Hao’s body stood still, joining the rest of the people in the circle. Only his eyes were able to move, while even blinking was an impossibility.
The chamber was beautiful, if you could ignore all the horrors in it. Its walls and ceiling blended smoothly into a dish. Shaped like an upside-down bowl without a ridge or crack, the aggressive weather of the world outside is unable to affect the core of the mountain.
In the center of the ceiling, a hole shone a down light from above. The passing of the day changed what came down. Occasionally, a small trickle of rain, chased down by bright flashes of summer lightning.
The rain and lightning fell on and around the tree. Up close now, Hao could see the tree’s details more clearly, even through the haze of his drying eyes. In a sense, it was more terrifying and sad. Facing the center of the room, it was all he had to do. Stare at the tree, or sink into the Space of the Spirit-Holding bag, and forget the world around him exists.
The tree itself was gray, its purple hue more clear. Its bark mottled, where the trunk was the largest, a yellow time-stained rib cage and a face stuck in joy just above it. The face seemed carved into the bark. While the rib cage, bone, looked like your hand could get stuck in it.
The Immortal, Hao thought. The story of the Peach-Taker trying to force its way into his head. It seemed to him the story had some validity. The tree was in front of him, he was inside the mountain that grew around it, and the human trapped in her core smiled out, his eyes closed, but he was facing towards Hao. A surreal thought, that such Godlike beings had far surpassed the Drifting Stream Elders he knew existed. Hard to believe, yet—The carving of the face is a perfect resemblance to the man who died in the story that haunted his head.
That was when Hao let out a long, slow breath. It was hard to ignore the rest of the room when he breathed back in.
The scent ran through his nose, expanding in his sinuses, filling his mouth.
Hao’s unblinking eyes flicked about, his body straining, the urge to pinch his nostrils shut making his muscles cry. Trying to move only brought him pain—if just his finger twitched, it meant his soul—what he presumed was his soul was whipped. The thing floating in the air seemed to be waiting for it.
Piles of bones framed the corners of his eyes, rising above his neck level from the fall behind him and around the tree. Human bones are each one. A town’s worth of people, if not more.
Dust gathered on bone pillars and scattered again when the pillars were shaken. Shaken only by a body, each time it was a new person who was extinguished in front of him before they were thrown down to the lowest pile. It was beyond his eyesight, but the scent of decay told him where it was in the chamber.
It happened a few times now.
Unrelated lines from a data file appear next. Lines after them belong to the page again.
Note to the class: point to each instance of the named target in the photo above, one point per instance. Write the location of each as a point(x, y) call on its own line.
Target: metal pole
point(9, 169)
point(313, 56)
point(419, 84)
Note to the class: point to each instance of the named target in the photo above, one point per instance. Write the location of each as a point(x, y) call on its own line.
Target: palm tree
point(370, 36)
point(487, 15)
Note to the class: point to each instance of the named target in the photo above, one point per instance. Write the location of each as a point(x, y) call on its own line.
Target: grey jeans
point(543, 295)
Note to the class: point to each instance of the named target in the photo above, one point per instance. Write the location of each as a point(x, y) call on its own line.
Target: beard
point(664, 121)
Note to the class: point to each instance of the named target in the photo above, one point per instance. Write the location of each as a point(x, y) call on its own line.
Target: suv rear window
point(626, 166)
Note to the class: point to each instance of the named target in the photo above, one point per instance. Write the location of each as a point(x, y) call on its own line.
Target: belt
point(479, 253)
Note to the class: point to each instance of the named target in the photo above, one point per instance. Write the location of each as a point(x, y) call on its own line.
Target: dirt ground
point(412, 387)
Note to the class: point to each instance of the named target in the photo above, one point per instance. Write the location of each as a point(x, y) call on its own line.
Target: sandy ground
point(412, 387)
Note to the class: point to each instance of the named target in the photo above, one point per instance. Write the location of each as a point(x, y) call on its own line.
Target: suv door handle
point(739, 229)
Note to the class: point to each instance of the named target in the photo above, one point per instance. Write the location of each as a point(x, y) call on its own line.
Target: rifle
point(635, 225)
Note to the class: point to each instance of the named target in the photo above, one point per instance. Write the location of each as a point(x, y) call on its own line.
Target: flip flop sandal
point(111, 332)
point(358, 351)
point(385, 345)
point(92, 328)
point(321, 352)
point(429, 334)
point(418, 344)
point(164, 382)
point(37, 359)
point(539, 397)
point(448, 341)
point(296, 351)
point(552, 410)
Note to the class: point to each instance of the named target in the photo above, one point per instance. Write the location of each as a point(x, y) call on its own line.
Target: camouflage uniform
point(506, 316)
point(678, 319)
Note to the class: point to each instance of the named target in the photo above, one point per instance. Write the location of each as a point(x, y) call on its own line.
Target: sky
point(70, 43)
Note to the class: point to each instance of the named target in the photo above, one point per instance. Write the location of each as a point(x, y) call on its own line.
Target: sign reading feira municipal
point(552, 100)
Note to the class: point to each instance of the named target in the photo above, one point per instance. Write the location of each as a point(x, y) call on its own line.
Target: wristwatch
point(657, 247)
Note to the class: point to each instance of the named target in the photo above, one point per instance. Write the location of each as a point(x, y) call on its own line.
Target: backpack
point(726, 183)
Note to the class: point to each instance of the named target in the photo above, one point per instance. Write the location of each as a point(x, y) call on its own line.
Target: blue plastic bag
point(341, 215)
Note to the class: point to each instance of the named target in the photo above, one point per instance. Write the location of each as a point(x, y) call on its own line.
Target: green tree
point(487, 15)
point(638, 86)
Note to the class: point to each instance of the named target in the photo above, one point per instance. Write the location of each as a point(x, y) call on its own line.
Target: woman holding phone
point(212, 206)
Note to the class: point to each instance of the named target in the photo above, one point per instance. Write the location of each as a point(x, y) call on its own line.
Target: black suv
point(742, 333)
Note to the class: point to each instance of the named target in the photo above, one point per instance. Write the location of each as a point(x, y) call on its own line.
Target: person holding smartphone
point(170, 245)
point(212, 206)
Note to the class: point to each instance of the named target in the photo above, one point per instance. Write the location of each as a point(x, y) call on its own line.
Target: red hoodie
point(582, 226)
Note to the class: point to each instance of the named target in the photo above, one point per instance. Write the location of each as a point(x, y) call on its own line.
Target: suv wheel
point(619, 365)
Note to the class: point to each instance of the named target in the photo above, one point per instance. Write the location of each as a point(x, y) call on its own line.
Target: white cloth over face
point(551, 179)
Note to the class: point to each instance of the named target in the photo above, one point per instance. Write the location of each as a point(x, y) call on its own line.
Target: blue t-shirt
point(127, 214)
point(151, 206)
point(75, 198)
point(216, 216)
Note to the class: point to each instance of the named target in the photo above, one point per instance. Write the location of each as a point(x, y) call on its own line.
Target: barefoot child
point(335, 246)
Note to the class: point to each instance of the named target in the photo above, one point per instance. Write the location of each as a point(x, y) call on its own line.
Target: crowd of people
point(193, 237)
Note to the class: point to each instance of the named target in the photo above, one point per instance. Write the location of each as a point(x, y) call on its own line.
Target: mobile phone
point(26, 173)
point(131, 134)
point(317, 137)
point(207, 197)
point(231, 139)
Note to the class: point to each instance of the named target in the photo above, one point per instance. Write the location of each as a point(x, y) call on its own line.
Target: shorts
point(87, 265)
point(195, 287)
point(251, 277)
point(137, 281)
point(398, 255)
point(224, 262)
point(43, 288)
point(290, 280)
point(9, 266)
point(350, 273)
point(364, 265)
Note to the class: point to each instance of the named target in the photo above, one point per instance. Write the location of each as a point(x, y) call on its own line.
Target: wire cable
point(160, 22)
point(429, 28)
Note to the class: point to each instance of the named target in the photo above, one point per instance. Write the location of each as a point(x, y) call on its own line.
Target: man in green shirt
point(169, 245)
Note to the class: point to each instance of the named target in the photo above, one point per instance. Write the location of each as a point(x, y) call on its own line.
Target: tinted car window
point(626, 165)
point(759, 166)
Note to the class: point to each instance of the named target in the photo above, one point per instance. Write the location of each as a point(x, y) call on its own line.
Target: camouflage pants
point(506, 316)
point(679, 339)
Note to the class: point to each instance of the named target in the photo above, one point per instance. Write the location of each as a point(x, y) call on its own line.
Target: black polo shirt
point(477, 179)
Death. The people standing in the circle discarded whenever the ghost or whatever the cursed thing was, no longer had any purpose for them—A person on his left, another on his right, collapsing into limp piles. Another person in the circle, whoever was close to them, was controlled and made to throw away a former enemy, a Sect member, or a friend.
Hao considered himself lucky; he didn’t have to throw away another person’s drain of life by the hazy reflection floating in the sunlight.
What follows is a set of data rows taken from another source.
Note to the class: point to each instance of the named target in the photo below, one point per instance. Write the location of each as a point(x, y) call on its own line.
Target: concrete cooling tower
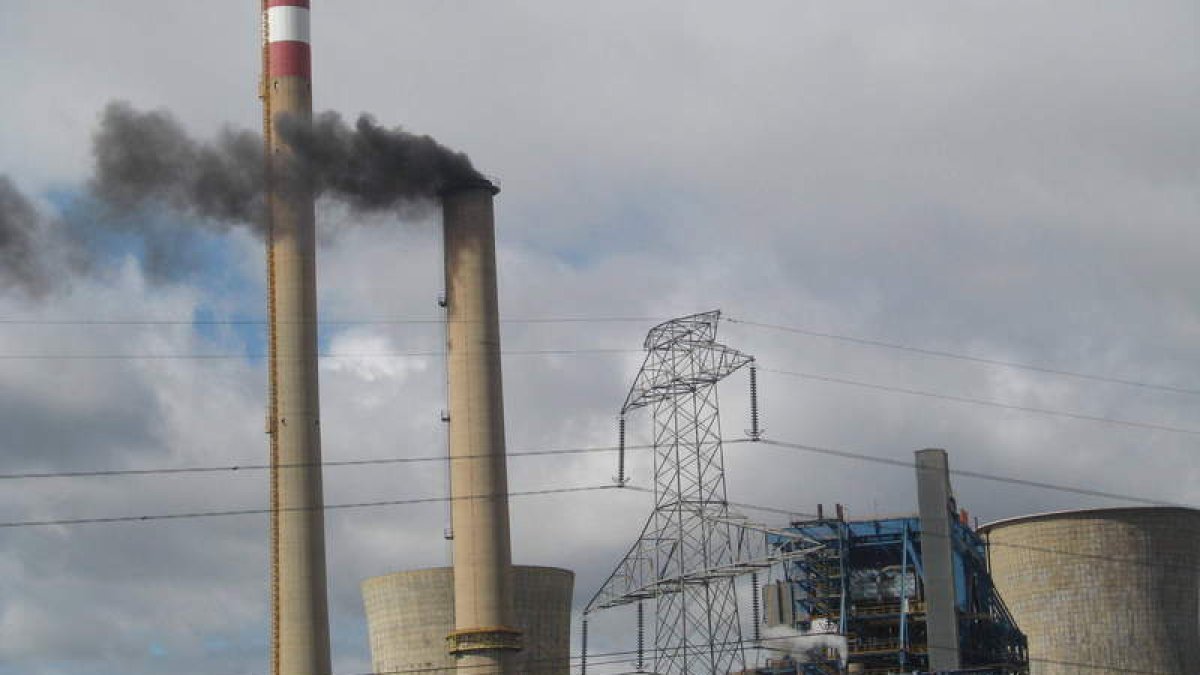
point(1114, 590)
point(409, 615)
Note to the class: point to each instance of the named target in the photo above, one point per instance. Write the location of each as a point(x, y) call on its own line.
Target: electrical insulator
point(754, 608)
point(641, 638)
point(621, 452)
point(583, 647)
point(755, 431)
On the other hand, he wondered if he was unlucky; the rest of them seemed unconscious, largely dead, non-existent as individuals any longer. At least their limbs and bodies were not their own anymore, their eyes were closed in a way. Hao’s were wide open, and something was trying to worm its way inside him between people falling.
He tried not to think about any of it. Not to notice it. To just stare forward at the tree, acting like it held the elegance of a scene from a painting, with just a few things out of place. The leafless, long-dead, gray-barked tree with a face trapped in joy stared back at him.
“Fate must be on my side after all this time. Finally, it brought me such a gift.”
Hao stared intently, counting and recounting every detail. Trying to invalidate the story of the Immortal and the tree. Each detail made it harder. But each thing brought fantasy and nightmare more to reality.
At the tree’s base, a broken shell of sorts, a broken gray disc-like object—a large seed and its shell that had broken into pieces. A gray cloth, either a cloak or a robe, sat thrown down in the same spot, just a step away from the seed. The cloak shook with each word spoken by the voice that broke through the air and spoke over the voices, repeating the story.
“Yes! Must be. And the face of the Vessel, it is not bad, it will have some use, suitable, truly suitable.”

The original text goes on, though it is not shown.